The team implements the changes over three weeks. Not all at once — Charlotte insists on one change per week so they can measure the impact.

Week one: mid-sprint story pulling. Wait-for-sprint drops from 4 days to 1 day.

Week two: split reviews and second staging environment. Wait-for-review drops from 3 days to 1.5. Wait-for-staging drops from 4 days to 1.

Week three: daily deploys when the pipeline is green. Wait-for-deploy drops from 5 days to 1.

Or it should.

The Friday fear

Two weeks into the daily deploy experiment, Ravi ships a change on a Friday afternoon. It passes CI, passes the staging check, and goes live at 3:47 PM. By 4:30, three Melbourne subscribers are getting duplicate delivery notifications. Sam’s phone starts buzzing. The bug is small (a race condition in the event handler that only triggers under load) but it takes Ravi ninety minutes to diagnose and fix.
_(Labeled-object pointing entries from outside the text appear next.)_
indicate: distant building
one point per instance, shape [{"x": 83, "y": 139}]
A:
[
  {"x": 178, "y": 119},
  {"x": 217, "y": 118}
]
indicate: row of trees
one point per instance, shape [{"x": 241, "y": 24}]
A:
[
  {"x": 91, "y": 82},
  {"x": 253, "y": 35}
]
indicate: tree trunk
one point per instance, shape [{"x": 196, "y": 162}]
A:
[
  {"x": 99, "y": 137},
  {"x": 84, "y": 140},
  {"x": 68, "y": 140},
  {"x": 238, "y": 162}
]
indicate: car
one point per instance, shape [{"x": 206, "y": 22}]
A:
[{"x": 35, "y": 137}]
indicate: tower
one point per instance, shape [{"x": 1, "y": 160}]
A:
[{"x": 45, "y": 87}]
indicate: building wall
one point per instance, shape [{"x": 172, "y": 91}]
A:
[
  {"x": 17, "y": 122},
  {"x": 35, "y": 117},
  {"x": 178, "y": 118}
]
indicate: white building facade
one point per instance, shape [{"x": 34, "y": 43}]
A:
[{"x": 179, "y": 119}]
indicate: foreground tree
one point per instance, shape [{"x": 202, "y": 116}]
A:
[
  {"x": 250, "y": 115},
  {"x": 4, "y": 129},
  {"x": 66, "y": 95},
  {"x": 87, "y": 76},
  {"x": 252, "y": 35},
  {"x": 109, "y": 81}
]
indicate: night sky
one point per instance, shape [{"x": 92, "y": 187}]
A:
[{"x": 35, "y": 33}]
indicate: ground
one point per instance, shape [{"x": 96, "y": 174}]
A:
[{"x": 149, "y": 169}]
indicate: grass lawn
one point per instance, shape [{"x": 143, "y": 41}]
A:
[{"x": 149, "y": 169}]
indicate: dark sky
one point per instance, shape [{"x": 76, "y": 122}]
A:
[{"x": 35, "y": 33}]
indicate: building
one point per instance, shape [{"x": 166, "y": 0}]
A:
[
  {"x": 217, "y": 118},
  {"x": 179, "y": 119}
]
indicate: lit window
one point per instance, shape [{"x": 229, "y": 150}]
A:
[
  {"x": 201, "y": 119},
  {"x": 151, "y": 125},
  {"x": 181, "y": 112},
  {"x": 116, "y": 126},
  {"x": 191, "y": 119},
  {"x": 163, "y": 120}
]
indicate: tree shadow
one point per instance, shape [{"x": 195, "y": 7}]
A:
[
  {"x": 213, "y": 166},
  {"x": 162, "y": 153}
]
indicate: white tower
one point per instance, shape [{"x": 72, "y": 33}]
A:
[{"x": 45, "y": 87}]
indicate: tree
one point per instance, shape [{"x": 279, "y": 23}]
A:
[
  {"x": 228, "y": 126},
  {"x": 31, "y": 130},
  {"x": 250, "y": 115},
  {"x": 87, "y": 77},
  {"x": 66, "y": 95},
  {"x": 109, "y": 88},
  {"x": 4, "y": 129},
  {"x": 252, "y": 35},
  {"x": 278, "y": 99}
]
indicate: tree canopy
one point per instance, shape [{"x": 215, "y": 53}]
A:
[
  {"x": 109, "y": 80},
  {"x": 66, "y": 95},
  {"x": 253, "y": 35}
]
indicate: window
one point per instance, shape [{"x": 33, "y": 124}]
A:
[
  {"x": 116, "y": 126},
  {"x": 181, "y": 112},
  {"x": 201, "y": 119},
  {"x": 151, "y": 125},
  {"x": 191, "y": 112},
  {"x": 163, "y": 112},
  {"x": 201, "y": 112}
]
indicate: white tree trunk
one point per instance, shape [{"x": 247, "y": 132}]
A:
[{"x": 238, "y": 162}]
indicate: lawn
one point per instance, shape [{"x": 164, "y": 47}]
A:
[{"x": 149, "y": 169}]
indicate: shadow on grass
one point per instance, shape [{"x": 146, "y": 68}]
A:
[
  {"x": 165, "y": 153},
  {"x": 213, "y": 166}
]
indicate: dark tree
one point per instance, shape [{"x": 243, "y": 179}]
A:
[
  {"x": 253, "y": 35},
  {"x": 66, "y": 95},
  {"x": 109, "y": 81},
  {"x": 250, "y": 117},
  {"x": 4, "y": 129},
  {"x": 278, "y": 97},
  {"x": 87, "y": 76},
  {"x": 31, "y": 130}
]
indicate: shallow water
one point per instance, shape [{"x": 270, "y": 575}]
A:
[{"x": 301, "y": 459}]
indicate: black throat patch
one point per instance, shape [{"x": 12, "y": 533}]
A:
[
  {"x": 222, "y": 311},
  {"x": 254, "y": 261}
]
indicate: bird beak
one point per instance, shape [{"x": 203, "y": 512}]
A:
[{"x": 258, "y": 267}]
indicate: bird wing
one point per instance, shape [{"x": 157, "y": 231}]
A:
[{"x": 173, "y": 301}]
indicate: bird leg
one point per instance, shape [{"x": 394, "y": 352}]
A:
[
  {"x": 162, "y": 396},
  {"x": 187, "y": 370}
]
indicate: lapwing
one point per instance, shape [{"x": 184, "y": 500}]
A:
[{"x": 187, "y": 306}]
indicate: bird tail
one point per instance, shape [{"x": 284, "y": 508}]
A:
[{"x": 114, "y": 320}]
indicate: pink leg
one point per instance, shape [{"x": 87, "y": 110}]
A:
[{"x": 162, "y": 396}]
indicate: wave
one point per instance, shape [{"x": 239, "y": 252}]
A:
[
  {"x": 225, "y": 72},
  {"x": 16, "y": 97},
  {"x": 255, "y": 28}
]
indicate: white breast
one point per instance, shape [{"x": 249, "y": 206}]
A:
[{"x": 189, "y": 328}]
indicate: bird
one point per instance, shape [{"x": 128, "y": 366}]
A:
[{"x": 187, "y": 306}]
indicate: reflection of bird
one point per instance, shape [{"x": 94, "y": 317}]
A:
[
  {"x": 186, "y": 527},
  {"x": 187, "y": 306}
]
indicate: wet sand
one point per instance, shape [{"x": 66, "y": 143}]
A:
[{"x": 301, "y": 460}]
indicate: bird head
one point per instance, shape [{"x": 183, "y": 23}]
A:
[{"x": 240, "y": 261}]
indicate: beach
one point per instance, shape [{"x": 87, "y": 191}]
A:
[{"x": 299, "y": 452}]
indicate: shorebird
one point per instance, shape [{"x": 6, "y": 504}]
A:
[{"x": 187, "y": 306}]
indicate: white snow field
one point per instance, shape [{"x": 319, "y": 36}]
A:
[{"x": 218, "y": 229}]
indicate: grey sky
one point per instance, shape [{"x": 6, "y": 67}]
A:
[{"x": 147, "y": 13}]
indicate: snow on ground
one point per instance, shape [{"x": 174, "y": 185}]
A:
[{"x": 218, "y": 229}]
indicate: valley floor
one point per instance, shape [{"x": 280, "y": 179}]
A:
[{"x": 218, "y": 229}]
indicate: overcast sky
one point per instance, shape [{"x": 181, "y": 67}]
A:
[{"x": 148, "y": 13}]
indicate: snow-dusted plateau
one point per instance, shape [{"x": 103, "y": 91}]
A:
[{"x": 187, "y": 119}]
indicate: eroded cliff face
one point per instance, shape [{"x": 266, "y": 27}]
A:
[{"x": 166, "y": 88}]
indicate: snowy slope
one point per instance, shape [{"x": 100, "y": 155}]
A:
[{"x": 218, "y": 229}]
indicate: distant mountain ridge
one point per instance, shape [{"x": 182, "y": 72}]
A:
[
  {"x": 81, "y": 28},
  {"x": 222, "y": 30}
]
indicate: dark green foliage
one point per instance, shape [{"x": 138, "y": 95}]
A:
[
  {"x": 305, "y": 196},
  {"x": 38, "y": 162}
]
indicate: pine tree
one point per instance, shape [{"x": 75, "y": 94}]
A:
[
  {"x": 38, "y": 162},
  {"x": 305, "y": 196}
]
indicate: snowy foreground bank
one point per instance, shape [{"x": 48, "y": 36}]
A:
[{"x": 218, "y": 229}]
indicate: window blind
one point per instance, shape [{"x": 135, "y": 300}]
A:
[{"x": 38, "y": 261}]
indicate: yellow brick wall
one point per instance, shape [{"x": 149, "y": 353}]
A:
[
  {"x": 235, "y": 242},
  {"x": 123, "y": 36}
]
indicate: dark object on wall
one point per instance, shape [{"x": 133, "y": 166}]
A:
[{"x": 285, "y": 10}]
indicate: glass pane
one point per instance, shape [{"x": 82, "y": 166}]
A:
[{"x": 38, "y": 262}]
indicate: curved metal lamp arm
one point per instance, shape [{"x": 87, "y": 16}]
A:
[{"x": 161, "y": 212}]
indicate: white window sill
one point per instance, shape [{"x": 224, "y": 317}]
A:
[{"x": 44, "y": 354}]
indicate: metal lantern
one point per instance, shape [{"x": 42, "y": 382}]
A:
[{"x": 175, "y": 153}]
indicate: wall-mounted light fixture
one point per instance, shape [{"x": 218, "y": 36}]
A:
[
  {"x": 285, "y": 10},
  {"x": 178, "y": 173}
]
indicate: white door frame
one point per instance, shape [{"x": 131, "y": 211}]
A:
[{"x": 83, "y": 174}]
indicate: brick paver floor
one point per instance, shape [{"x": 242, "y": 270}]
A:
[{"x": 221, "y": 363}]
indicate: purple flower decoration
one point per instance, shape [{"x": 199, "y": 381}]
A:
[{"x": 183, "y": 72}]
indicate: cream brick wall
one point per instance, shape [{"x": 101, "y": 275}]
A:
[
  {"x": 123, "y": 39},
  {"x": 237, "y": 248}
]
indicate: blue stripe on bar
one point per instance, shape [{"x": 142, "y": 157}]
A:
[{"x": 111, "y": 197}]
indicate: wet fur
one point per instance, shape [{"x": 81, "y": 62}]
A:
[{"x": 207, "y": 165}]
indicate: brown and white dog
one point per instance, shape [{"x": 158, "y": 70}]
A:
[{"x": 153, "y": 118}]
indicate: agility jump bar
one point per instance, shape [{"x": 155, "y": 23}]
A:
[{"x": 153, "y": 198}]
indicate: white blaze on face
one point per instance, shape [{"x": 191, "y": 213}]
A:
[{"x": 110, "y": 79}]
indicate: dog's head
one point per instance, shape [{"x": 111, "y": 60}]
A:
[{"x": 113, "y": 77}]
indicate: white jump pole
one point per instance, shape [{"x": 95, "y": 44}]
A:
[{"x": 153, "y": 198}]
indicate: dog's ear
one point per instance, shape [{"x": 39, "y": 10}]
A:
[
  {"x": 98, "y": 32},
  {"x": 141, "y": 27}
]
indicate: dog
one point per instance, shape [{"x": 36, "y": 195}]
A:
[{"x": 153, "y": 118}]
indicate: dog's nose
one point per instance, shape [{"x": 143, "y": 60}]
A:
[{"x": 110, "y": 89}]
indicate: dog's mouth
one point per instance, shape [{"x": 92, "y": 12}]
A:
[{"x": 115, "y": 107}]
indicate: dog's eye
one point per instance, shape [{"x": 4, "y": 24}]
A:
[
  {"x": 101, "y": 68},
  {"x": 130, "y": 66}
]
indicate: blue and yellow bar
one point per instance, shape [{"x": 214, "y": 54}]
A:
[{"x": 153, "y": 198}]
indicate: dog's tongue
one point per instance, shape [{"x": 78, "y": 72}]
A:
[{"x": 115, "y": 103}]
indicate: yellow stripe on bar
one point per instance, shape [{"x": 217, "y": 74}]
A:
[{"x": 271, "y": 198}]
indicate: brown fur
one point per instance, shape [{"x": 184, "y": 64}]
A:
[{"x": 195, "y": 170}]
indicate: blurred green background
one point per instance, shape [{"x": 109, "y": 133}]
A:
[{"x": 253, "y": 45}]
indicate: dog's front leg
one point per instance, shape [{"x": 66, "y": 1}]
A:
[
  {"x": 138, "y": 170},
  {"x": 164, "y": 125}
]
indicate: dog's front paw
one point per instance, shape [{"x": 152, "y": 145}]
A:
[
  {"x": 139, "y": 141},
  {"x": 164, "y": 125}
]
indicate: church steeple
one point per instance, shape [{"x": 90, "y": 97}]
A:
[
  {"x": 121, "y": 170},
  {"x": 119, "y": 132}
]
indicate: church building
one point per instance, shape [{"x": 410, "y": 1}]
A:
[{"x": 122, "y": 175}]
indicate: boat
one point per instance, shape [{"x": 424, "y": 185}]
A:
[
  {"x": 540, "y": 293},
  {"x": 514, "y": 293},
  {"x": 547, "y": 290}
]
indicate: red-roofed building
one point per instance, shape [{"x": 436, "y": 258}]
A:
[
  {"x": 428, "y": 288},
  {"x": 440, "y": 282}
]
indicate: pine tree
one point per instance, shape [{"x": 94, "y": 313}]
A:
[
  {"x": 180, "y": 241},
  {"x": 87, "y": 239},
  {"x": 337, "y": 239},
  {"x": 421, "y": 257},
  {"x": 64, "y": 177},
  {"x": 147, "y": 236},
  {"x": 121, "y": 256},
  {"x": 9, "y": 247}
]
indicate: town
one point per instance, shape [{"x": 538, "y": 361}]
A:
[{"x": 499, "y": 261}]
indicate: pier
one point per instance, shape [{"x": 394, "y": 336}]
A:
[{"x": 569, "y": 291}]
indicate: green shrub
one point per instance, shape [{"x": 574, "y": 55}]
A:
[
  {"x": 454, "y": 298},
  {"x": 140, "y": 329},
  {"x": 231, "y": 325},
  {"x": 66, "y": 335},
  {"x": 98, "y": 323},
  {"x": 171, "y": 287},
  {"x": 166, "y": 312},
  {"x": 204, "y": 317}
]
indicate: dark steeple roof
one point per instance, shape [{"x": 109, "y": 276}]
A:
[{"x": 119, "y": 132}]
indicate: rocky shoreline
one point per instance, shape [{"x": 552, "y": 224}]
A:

By the time the hotfix ships, it’s past six. Sam has already emailed apologies. Ravi spends the weekend quietly furious with himself.

On Monday morning, Tom draws a line. “No deploys after 2 PM on Fridays.”

Nobody argues. It feels responsible. If something breaks on Friday afternoon, you’re firefighting into the weekend. Nobody wants to be the person who ruined Sam’s Saturday. The rule is informal but absolute. Within a fortnight, it’s hardened: no deploys on Fridays at all. Then someone suggests no deploys on Thursday afternoon either, “just to be safe.” The deploy window is quietly shrinking.

Charlotte sees the VSM numbers drift. Lead time, which dropped to 10 days, is creeping back up. She maps it again.

The problem is inventory. When the team can’t deploy on Friday, stories finished on Thursday sit in a queue until Monday. But Monday is sprint planning. So they don’t deploy until Tuesday. That’s four days of finished work sitting in a pile: tested, reviewed, approved, not shipped. And the pile creates its own problems: by Tuesday, three or four changes are queued up. Deploying them all at once is riskier than deploying each one individually. If something breaks, you have to figure out which of the four changes caused it. The “safety” rule has made deploys less safe, not more.

Meanwhile, developers subconsciously cram work into Thursday morning. The code is a bit more rushed. Reviews are a bit less thorough. “Let’s get this in before the Friday cutoff.” Thursday becomes the highest-risk deploy day of the week, the exact opposite of what the rule intended.

Charlotte puts the updated VSM on the wall next to the original. “The no-Friday rule added 1.5 days of wait time back into the pipeline. Your lead time went from 10 days back to 11.5. And your Thursday deploys are now the riskiest of the week because you’re batching.”

Tom pushes back. “Ravi’s Friday bug cost Sam her evening.”

“It did. And that’s a real problem. But the answer isn’t ‘deploy less.’ The answer is ‘make deploying safe enough that the day doesn’t matter.’”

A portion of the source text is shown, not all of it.